18.04.1993 – İstanbul Türkiye
Bugün de yatağımda saatlerce hayatımın ne kadar anlamsız ve sıkıcı olduğunu düşündüm. Son doktor ziyaretimizden sonra inadımı bir kenara bırakıp ilaçlarımı düzenli kullanmaya başlamıştım. Buğra'nın zorlamalarının da fazlasıyla etkisi vardı tabi. İşin iyi tarafı o günden beri burnum hiç kanamamıştı. Buğra, bir hastanede güvenlik görevlisi olarak çalışmaya başlamıştı. Sezer amca, son tartışmalarından beri tekrar iş bulmuş olmasına rağmen Buğra ile konuşmuyordu. Bense her zaman ki gibi bütün gün evdeydim. Buğra söz verdiği gibi ev işlerinde bana yardım ediyordu. Biraz rahatlamıştım fakat yinede sıkılıyordum evde oyalanabileceğim herhangi bir şey yoktu.
Birinin dış kapıyı açmaya çalıştığını duydum. Buğra olduğunu anlamak zor değildi çünkü hiçbir zaman anahtarı tek seferde deliğe sokamazdı eve girişi her zaman gürültülüydü. Buğra'nın yeni işini eskisinden daha çok sevmiştim çünkü saatleri dönüşümlüydü, çoğunlukla geceleri çalışıyordu ve bu sayede gün boyunca yanımda olabiliyordu. Yatağımdan kalkmadım, uyuyor sansın diye gözlerimi kapatmış bekliyordum. Ayakkabılarını çıkardığını ve anahtarları fırlattığını duydum. Bu çocuk hiçbir şeyi sessiz yapamaz mıydı? Odaya girer girmez yatağa, yanıma atladı. Onun ağırlığının etkisiyle yatakta hafifçe zıpladım. Başımı kollarının arasına alıp suratımı göğsüne bastırdı. O kadar sıkıydı ki birkaç saniye nefes alamadım.

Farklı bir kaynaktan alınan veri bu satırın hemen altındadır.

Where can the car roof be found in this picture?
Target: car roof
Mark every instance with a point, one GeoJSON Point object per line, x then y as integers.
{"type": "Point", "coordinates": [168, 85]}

"Uyumadığını biliyorum numaracı!"
Bir yandan kahkaha atarken kollarının arasından kurtulmaya çalışıyordum."Nereden anladın?"
Kollarını gevşetip nefes almama izin verdi sonra burnumu sıktı.
"Uyurken domuz gibi horluyorsun çünkü"
"Hiçte bile!!"
Keyfi yerindeydi ve yüzünde o bakmaya doyamadığım mutluluk ifadesi vardı. Keşke onu hep böyle görebilseydim.
"Hazırlan bugün büyük gün, seni bir yere götüreceğim"
"Nereye?"
"Uzun zamandır götürmek istediğim bir yere."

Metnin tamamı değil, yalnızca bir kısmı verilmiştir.